Discussed by: Axios, Politico, Reuters, national security analysts
OpenAI withholds GPT-2 over safety concerns (2019)
February-November 2019
What Happened
In February 2019, OpenAI announced a text-generation model called GPT-2 but refused to release the full 1.5-billion-parameter version, claiming it could be used to generate convincing fake news and spam at scale. The decision split the AI research community — some praised the caution, others dismissed it as a publicity stunt.
Outcome
Short Term
OpenAI adopted a staged release, publishing increasingly large versions over nine months. The feared harms never materialized at scale.
Long Term
The full model was released in November 2019 with little incident. Critics argued the delay was performative since other labs could replicate the work independently. The episode established 'too dangerous to release' as a recurring frame in AI discourse.
Why It's Relevant Today
Mythos is the first frontier model withheld on safety grounds since GPT-2, but the threat is qualitatively different: not generating fake text, but autonomously finding and exploiting real software vulnerabilities. The GPT-2 precedent will shape both the credibility debate and the question of whether restriction actually works when competitors can replicate capabilities.

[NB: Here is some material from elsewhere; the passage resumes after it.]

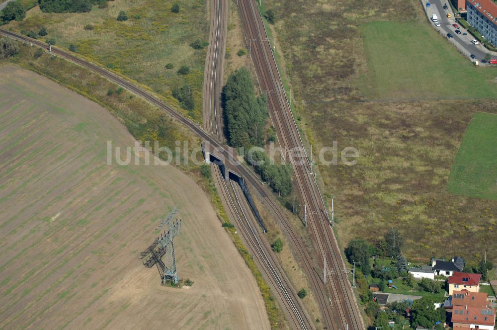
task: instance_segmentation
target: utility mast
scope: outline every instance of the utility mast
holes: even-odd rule
[[[171,223],[172,217],[177,211],[177,208],[175,208],[173,212],[161,222],[156,229],[166,226],[167,230],[165,230],[156,239],[154,243],[141,253],[142,258],[144,259],[143,264],[146,267],[151,268],[154,265],[157,267],[163,284],[170,281],[177,284],[179,281],[174,255],[174,238],[181,231],[181,220],[176,220]],[[163,256],[164,256],[164,261]]]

Stuxnet and state-sponsored zero-day stockpiling (2010)
June 2010
What Happened
The Stuxnet worm, widely attributed to U.S. and Israeli intelligence, used four previously unknown zero-day vulnerabilities to sabotage Iran's nuclear centrifuges. It was the first confirmed case of a cyberweapon causing physical damage to infrastructure, and it revealed that nation-states had been quietly stockpiling zero-day exploits rather than disclosing them to vendors.
Outcome
Short Term
Iran's uranium enrichment program was set back by an estimated two years. The worm escaped its target and spread globally, exposing the technique to the world.
Long Term
Governments formalized vulnerability stockpiling through programs like the U.S. Vulnerabilities Equities Process, which weighs offensive intelligence value against defensive disclosure. The tension between hoarding exploits and patching them became a permanent feature of cybersecurity policy.
Why It's Relevant Today
Project Glasswing faces the same fundamental tension: Anthropic has a tool that can find vulnerabilities at unprecedented scale, but controlling who gets access and ensuring findings go to defenders rather than attackers reprises the stockpile-vs-disclose debate at AI speed.
University of Illinois study on GPT-4 autonomous exploitation (2024)
April 2024
What Happened
Researchers at the University of Illinois demonstrated that GPT-4, given access to vulnerability descriptions, could autonomously exploit 87% of known one-day vulnerabilities at a cost of roughly $8.80 per exploit — far cheaper than hiring a human penetration tester. Without descriptions, the success rate dropped to 7%, suggesting the model relied heavily on existing documentation rather than independent discovery.
Outcome
Short Term
The research drew attention to the dual-use nature of coding-capable AI models but did not trigger any deployment restrictions from OpenAI.
Long Term
The study established a baseline showing AI models were approaching but had not yet reached autonomous vulnerability discovery. It became a reference point for measuring how quickly the threat was advancing.
Why It's Relevant Today
Mythos appears to have crossed the threshold the Illinois researchers identified: not just exploiting known vulnerabilities with descriptions, but autonomously discovering unknown ones. The jump from 87% exploitation of known flaws to autonomous zero-day discovery represents the capability leap that makes Anthropic's restricted release a materially different calculation than GPT-2's.